Australia has quite a few, especially around Melbourne. And they are all the most expensive places to buy or rent. Made up for the fact you save a fortune not needing a car.
> Also there are barely any walkable neighborhoods in America
There aren't enough, a lot more walkable neighborhoods would be quite welcome.
But it's an oft-repeated exaggeration that they don't and can't exist. There are tons of walkable neighborhoods in the US. Every place I've lived in California (four) has been a very walkable. My current suburban location is extremely walkable to pretty much anything I could need (and it was built in the 1990s, so it's not some pre-car era relic).
On the contrary, these things are on a spectrum. In many places elections are not fair, but they are also not completely controlled either -- e.g. someone can bias the election results in their favor by 10 percentage points but still lose if something happened recently that caused their support to drop by 30 percentage points. That is the reality in many places (and that type of unfair biasing happens in bastions of democracy in the West too, e.g. gerrymandering). The peaceful transfer of power is much more crucial than the election being *perfectly* fair (because we hardly have perfectly fair elections -- "mostly" fair and "well representative" is what we can hope for most of the time).
To add on to krastonov's explaination, to help ensure peaceful transitions of power, lots of younger democracies like South Korea will give outgoing presidents a blanket pardon of any crimes.
That way, you don't have an incentive to pull a Netenyahu and Obran and constantly try to remain in power to maintain criminal immunity.
The elections themselves in Turkey are free and fair enough. It is the campaign part that isn't. Things happen but it's nowhere like Russia for example, the civil society is very active and the turnout fluctuates between 80% to 90%.
So the vote count will be correct eventually even though someone can try something. There are some suspicions about the integrity of races with very small margins but overall the results are the results which people voted for.
> can be attributed to more unhealthy diet and less walking, which is on the flip side due to US's economic success - affordance for more food and richer food, as well as affordance for car as transportation.
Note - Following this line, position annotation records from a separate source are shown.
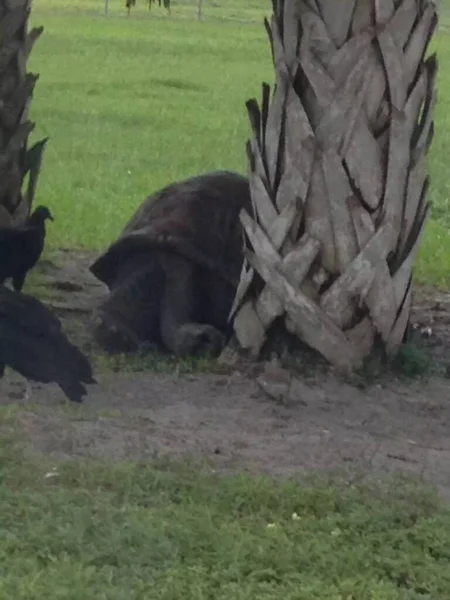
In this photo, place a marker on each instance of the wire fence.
(244, 11)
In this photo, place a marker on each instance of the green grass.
(174, 532)
(131, 104)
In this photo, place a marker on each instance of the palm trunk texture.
(16, 90)
(338, 176)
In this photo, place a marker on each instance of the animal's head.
(41, 214)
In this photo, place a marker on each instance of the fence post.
(199, 10)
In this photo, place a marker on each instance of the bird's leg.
(27, 394)
(18, 282)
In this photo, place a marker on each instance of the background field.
(131, 104)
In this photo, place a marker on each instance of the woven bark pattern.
(16, 90)
(337, 169)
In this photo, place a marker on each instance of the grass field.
(129, 105)
(172, 532)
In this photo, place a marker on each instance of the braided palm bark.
(19, 165)
(338, 176)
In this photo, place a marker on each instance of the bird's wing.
(33, 343)
(28, 313)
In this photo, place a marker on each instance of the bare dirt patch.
(229, 420)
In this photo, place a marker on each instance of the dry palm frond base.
(337, 167)
(17, 162)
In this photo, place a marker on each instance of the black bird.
(33, 343)
(21, 247)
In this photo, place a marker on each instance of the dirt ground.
(325, 424)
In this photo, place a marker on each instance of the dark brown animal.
(172, 274)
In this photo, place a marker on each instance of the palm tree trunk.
(337, 169)
(16, 90)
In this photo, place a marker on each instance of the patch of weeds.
(154, 362)
(173, 530)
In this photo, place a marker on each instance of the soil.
(232, 420)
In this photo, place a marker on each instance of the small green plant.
(412, 361)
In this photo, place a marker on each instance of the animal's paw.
(198, 339)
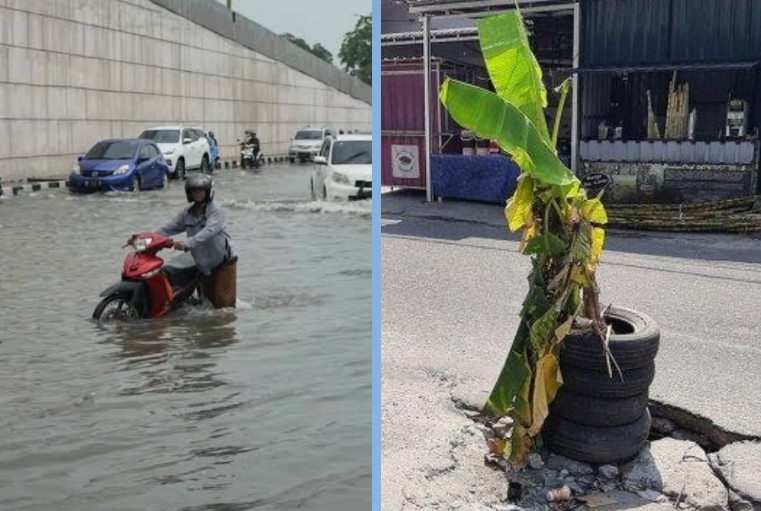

people in the US aren't driving because they can afford cars - they have to drive because they don't have any other viable options due to the way american cities are designed
There are walkable US cities, and one can move to NY, Chicago, Boston, Seattle or its outskirts. However, people choose to stay in the suburbs because they can afford it.
Yes. I live in the suburbs in the outskirts of a major city. I might consider more seriously the trade-offs of actually living in the city if I could justify the cost of living increase.